The story for 2017 so far is the relentless rise in stock prices . While many attribute this to the "Trump Effect", it is more likely that investors are embracing a recovery in earnings from the trough of the last 2 years. Our friends at Eaton Vance put together a terrific monthly report, and this graph is one of our favorites, clearly showing that "next twelve months", or NTM, earnings are picking up globally from a very tough last twelve months (LTM). (Notice the Russell 2000 - small cap stocks - whose consensus earnings have reversed from -23.3% to +25.3%. No wonder small cap stocks were up 21% in 2016!):

Source: Eaton Vance Monthly Market Monitor February 2017
Nothing goes up forever, so investors should expect a respite at some point, but market bulls have been encouraged by the stock market's break-out. Interestingly, a bullish signal recently flashed that has never been wrong.  Sam Stovall, Chief Investment Strategist at CFRA, notes that, since 1945, there have been 27 years when the S&P has achieved gains in both January and February.  The stock index then finished up for the year (on a total-return basis) in every single one of those years.  According to Stovall, that's going 27 for 27, or batting a thousand.  The average rise in those years was a way-above-average +24% according to Stovall's research. While a heck of a precedent, remember that past performance is no guarantee of future results!

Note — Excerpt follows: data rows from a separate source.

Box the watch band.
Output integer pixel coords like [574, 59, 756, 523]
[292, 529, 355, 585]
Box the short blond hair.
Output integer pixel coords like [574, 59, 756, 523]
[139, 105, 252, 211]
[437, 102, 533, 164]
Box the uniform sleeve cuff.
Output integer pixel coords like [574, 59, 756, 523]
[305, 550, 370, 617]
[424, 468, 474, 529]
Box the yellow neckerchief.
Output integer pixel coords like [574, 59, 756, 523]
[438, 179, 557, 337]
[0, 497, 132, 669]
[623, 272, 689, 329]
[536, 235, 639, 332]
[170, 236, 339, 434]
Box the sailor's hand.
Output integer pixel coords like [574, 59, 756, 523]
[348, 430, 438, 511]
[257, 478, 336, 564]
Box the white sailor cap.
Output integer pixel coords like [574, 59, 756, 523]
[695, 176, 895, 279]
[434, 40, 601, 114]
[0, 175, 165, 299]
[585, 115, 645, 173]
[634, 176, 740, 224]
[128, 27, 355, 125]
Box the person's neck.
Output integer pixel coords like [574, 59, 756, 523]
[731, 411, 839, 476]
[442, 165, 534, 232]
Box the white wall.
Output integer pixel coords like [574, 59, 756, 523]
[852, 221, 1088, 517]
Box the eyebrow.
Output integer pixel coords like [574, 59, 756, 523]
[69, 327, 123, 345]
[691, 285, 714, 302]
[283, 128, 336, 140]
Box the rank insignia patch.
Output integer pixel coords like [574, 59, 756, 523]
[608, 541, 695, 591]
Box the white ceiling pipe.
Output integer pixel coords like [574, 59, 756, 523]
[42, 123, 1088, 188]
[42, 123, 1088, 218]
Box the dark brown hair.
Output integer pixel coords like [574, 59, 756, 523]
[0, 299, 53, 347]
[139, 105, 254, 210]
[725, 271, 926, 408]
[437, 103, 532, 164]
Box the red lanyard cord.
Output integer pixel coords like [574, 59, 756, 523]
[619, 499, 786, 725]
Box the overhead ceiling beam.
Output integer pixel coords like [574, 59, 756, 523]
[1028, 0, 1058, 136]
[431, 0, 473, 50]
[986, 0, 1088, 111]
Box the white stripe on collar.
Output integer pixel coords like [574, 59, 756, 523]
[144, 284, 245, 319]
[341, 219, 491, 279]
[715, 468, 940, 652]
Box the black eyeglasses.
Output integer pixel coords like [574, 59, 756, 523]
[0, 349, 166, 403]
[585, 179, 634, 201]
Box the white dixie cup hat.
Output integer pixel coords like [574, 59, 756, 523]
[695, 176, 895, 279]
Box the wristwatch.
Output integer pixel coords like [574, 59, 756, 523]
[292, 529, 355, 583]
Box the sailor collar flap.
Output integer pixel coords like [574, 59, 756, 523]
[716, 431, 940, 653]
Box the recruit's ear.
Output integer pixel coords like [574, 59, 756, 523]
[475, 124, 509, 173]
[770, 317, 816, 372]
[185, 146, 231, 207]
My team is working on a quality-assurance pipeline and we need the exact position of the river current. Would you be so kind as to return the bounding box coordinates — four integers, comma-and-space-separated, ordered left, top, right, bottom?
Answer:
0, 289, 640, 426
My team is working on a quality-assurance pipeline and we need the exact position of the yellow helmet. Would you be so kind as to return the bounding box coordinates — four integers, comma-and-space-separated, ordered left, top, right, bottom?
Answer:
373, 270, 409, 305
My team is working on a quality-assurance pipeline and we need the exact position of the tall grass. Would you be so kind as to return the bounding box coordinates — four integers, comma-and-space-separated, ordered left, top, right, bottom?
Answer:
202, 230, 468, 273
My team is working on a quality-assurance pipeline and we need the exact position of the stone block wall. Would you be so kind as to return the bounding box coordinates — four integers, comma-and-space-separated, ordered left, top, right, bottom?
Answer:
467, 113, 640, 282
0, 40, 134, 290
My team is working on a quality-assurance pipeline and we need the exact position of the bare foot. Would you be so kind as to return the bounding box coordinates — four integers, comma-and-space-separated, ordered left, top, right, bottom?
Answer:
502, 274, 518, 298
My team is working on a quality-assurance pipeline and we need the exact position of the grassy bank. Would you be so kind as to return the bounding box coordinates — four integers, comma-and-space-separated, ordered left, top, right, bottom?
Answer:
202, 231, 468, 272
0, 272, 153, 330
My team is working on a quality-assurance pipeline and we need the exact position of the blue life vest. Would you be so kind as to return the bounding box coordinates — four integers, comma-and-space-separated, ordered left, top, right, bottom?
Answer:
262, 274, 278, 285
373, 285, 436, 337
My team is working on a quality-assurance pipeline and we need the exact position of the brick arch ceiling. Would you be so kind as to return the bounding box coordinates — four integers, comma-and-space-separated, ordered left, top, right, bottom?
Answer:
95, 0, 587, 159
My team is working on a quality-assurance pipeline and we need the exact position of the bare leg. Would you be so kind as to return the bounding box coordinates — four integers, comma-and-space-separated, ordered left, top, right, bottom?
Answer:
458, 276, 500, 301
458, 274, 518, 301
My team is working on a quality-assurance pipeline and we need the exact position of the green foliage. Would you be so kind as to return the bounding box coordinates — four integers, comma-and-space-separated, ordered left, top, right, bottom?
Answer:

So, as we head into 2017, we're reminded that bearing risk has its rewards. It's also important not to let opinions drive investment strategy (we prefer to let the data do the talking!). Since now is the time the media scours the planet looking for pundits to give forecasts for this new year, it might be useful to inoculate ourselves against them by keeping in mind these wise observations:
"We've long felt that the only value of stock forecasters is to make fortune tellers look good."
 Warren Buffet
"We have two classes of forecasters: Those who don't know - and those who don't know they don't know."   John Kenneth Galbraith
"Forecasts create the mirage that the future is knowable."  Peter Bernstein
"It ain't what you don't know that gets you into trouble.  It's what you know for sure that just ain't so." Mark Twain
Have a great month, and we'll be back to you in early April!